Students are encouraged to be good ‘digital citizens’

Associate Superintendent of Caring Schools for LDSB, Patty Gollogly, spoke about the matter in a phone interview on Wednesday, Jan. 12, 2022. “We try to be proactive about teaching our students digital citizenship. We ensure that [teachers] review and go over what this means. We also make sure that our students have an understanding of the appropriate use of technology,” Gollogly said, regarding what measures are being taken to ensure student safety online.

Gollogly would not directly address the matter of students being able to invite other, unauthorized people into Teams chats, nor the sending of inappropriate materials between students, as they related to a specific incident, she said.

Surrounding the issue of cyber security, Gollogly pointed to the idea of “digital citizenship” multiple times. LDSB defines digital citizenship as “the norms of responsible behaviour related to the appropriate use of technology.” Furthermore, the LDSB states that it “is committed to providing and maintaining safe and appropriate environments conducive to learning and working for all. To improve student success and achievement, we must ensure that students feel safe, welcomed, respected and included.“

The Administrative Procedure 146 Digital Citizenship document outlines the prohibited uses of technology as including but not limited to: “creating, displaying, storing or sending fraudulent, harassing, sexually explicit, profane, obscene, intimidating, defamatory or otherwise inappropriate or unlawful materials; Cyberbullying.” Consequences for these aforementioned prohibited uses of technology are, “dealt with in accordance to the school’s Code of Conduct and/or relevant Board administrative procedures. This could result in the loss of network access privileges, temporary confiscation of devices, and/or other disciplinary actions.”

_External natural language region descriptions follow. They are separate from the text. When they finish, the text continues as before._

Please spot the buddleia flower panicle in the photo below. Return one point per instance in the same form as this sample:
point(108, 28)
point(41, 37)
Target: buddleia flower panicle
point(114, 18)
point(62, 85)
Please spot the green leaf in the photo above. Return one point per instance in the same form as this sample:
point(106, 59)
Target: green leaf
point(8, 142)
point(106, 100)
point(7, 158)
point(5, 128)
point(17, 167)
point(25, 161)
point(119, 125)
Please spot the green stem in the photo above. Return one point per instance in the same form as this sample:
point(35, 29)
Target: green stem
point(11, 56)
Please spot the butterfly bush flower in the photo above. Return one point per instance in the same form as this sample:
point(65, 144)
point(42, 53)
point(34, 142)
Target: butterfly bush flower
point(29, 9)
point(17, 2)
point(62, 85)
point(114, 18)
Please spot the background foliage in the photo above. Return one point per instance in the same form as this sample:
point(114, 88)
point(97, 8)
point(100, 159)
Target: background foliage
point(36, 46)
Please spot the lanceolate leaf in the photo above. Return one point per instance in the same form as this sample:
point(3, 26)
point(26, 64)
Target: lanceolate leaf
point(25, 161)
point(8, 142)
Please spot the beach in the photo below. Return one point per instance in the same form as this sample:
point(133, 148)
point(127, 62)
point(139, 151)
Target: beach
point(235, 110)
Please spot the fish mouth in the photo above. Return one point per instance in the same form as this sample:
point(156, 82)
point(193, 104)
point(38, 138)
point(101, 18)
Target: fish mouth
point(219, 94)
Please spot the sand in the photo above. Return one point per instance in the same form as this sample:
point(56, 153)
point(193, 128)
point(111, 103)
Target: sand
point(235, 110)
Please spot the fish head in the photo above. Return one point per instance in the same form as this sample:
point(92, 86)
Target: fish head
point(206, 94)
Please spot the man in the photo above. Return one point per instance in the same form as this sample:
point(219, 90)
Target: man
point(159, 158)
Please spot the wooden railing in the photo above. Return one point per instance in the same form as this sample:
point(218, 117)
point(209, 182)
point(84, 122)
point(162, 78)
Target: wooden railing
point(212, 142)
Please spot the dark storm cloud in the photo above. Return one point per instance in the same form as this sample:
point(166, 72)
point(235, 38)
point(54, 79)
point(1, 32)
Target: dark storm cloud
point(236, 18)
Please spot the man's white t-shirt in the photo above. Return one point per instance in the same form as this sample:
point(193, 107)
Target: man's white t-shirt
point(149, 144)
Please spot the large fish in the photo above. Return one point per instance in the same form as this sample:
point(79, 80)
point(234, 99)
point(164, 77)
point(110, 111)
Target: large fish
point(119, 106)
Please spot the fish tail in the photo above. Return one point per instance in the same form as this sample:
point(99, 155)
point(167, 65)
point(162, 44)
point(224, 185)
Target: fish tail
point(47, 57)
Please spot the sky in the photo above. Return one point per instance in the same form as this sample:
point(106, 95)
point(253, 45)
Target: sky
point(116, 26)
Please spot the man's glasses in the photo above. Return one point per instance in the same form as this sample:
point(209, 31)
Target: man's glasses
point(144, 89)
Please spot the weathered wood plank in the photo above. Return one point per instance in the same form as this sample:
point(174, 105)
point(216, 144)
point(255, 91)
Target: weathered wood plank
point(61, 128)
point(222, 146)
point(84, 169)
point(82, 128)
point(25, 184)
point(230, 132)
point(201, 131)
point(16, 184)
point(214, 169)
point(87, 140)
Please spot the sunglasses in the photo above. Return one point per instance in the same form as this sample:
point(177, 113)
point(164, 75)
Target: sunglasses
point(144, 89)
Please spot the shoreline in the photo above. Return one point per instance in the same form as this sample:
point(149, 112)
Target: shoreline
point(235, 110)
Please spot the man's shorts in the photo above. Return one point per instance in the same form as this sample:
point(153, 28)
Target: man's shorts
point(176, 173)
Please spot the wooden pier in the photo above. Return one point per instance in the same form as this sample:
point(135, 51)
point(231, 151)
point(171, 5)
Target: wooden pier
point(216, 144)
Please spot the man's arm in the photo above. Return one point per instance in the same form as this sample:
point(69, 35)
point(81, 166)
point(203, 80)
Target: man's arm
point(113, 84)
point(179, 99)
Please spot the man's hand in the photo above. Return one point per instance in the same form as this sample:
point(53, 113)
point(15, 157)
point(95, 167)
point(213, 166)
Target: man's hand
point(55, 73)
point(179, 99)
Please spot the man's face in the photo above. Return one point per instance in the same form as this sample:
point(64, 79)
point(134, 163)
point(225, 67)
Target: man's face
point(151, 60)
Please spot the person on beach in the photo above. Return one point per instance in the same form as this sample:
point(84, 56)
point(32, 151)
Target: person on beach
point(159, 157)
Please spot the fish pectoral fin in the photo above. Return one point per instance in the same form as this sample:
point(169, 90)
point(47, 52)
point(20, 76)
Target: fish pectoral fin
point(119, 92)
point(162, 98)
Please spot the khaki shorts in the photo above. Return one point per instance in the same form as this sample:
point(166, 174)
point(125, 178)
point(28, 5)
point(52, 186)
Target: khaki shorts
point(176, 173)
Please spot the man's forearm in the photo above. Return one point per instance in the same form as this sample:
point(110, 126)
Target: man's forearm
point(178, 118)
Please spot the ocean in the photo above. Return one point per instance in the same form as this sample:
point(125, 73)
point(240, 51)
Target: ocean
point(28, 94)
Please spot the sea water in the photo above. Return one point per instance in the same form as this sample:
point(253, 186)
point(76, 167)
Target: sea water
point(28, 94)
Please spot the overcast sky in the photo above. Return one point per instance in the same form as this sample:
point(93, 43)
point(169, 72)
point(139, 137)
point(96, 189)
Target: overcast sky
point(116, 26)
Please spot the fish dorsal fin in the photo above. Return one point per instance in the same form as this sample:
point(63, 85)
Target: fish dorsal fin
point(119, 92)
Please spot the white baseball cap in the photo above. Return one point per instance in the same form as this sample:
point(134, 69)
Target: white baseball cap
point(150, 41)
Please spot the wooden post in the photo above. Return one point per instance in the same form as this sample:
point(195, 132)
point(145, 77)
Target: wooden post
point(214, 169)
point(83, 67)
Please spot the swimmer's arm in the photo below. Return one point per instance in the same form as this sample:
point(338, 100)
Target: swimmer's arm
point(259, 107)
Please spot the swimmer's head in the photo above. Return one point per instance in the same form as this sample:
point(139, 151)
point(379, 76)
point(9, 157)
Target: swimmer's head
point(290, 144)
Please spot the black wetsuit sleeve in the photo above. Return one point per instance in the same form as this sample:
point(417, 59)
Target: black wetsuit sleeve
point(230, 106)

How can parents help students stay safe?

Gollogy acknowledged that this is a “challenging time for everyone” and that parents, students, and teachers are all doing their very best. Parents and guardians are encouraged to promote open conversations with students about what’s happening in their online classrooms, both the good and the bad. The LDSB suggests parents/guardians encourage students to speak out to their teachers if they notice any inappropriate or bullying behaviours.

If issues do arise, there is a reporting tool available on the LDSB website, as well as an outline of the recommended chain of contacts for initiating a resolution process.

With schools being scheduled to reopen this Monday, there still lies an uncertainty: Will the bullying that started online continue in school?

To that end, Gollogy said that the LDSB,“will continue to explore options on how to make sure that our students are feeling safe and comfortable within their classrooms.” Parents are encouraged to remain vigilant and proactive in holding space for conversations with students as they adjust to the ever-evolving school climate.